Posts Tagged ‘NFIB Small Business Legal Center’

Judge Rules That Healthcare Law Must Be Implemented as it Heads to the Supreme Court

Tuesday, March 15th, 2011

The same Florida federal judge who declared President Barack Obama’s healthcare reform law unconstitutional ruled that states must continue implementing it as the case goes through the courts. U.S. District Judge Roger Vinson was responding to a request from administration attorneys who sought to ensure that states obey the law until their challenge to it is resolved.  Two other federal judges have upheld the law; one in Virginia has ruled against it.  The law’s ultimate fate is expected to be decided by the Supreme Court.
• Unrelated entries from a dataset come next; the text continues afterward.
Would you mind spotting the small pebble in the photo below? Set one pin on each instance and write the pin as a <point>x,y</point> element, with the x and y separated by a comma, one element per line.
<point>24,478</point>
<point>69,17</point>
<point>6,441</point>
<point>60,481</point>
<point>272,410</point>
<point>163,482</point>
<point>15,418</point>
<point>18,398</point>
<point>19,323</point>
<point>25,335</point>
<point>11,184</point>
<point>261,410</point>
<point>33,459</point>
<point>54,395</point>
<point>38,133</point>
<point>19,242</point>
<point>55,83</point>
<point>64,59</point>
In all, three federal judges have ruled that Congress possesses the authority under the Commerce Clause of the Constitution to enact the Patient Protection and Affordable Care Act (ACA).  The mandate requires that all Americans acquire healthcare coverage.  Two other federal judges have voted that the healthcare reform law is unconstitutional.

“It would be extremely disruptive and cause significant uncertainty” to halt implementation, Vinson wrote.  He added that if the federal government does not appeal within seven days, the states can consider the law invalid.  The Justice Department welcomed the stay and plans to file an appeal within the required time frame.  David Rivkin, a lawyer representing the 26 states challenging the law, said the decision “gets us exactly what we always wanted, which is an expeditious appellate process.”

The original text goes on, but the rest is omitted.